L’artiste travaille sans relâche et l’évolution est l’état naturel. Après avoir manipulé les pièces pour les “transformer”, il était très logique pour moi d’atteindre la tridimensionnalité de cette manière.

De quel travail ou projet êtes-vous le plus fier ?
Il m’est difficile d’être fier de l’un ou l’autre projet en particulier, car dans chacun d’eux, je donne toute mon âme et tous mes sens. Je peux vous dire celui qui m’a beaucoup ému et m’a aidé à passer à une période fondamentale de mon travail : “Bodas de Sangre” de mon cher Federico García Lorca.
Vous êtes également devenue une référence féminine dans l’art contemporain, un secteur dans lequel les femmes sont traitées comme des sujets passifs ou sont sous-représentées. Il est difficile de voir une femme exposer seule, ses œuvres sont souvent présentées dans des expositions collectives. Avons-nous progressé en matière d’égalité ?
Non. Il y a beaucoup de travail à faire dans ce secteur. Les pionnières, les femmes pionnières, ont ouvert la voie avec de la sueur, des humiliations et des silences pleins de force. Nous sommes maintenant dans un moment où ces silences et cette force se font de plus en plus entendre. Je suis un grand optimiste et je crois que de grands pas sont faits, même s’ils sont très limités.

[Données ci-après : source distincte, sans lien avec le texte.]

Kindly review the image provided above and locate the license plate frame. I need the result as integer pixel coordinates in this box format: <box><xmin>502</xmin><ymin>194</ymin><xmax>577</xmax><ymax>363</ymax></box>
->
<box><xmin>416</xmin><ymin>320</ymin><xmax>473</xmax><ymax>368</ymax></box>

La condition féminine et la revendication du féminisme sont également des constantes dans votre parcours professionnel. L’art est-il un bon vecteur pour œuvrer à cette lutte pour l’égalité ?
Absolument. Peut-être l’un des meilleurs, car l’art n’a pas de vêtements et pas de nom, l’art est si puissant et contient tant d’amour qu’il est impossible de résister à la vérité qu’il contient.